I think it was difficult for the museum staff to understand the connections I saw between the pieces and why I wanted to record them. The culture of using museum collections as a resource for all, to educate, inform and inspire is very different here in Bangladesh compared to the UK. The practice of artists and designers sourcing inspiration, finding solutions to design problems, observing different approaches to material manipulation and learning from historic collections didnt appear to be common practice. I think there may also be concerns about cultural appropriation and preservation. Bangladesh feels very much a 'new' nation, defining its modern cultural identity in the world and at the same time, understandably, being very protective and proud of the rich history and traditions of the people and the region. Relatively recent history had seen, what some might view as, an attempt to try to eradicate and destroy a large part of that cultural knowledge.
Some of the curators I met talked about the books they had written and the research they had undertaken about their specialist subject and the museums collections.
I wondered what it would be like to see a Big Draw project take place here and what the museum and the public might make of it, to explore different ways for the public to engage in their heritage through drawing.
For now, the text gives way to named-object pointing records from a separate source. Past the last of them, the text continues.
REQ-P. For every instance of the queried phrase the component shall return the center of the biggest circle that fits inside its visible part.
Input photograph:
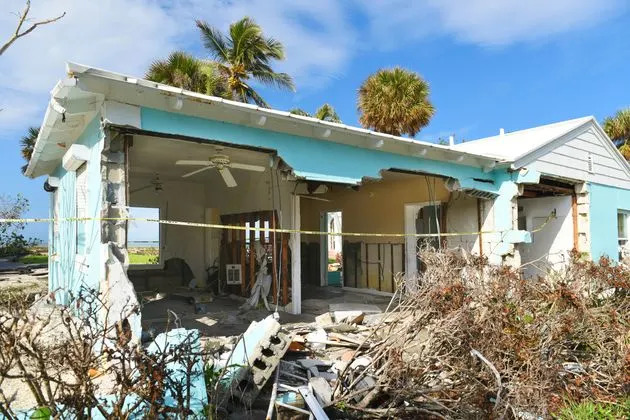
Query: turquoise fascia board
(66, 276)
(316, 157)
(605, 201)
(335, 162)
(327, 178)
I wondered what the curators might think if they saw and took part in a Big Draw project in a museum in the UK. I wondered what they might think of the education programes that take place in UK museums and some of the projects I have been involved in with both museums and heritage sites.
Some 30 or so minutes later and with all the forms and numbers completed, I had a record of some of the objects I had seen and which I thought were wonderful, either for their craftsmanship, their forms and surfaces, the inventiveness, resourcefulness, the way they were made, the way in which the material had been worked or the mysteries and stories they prompted in my mind.
For me one of the most stunning objects was a fan, woven like the bamboo ones I had seen and brought in the village and markets, instead this one was made from silver. (approximately 40 cm tall).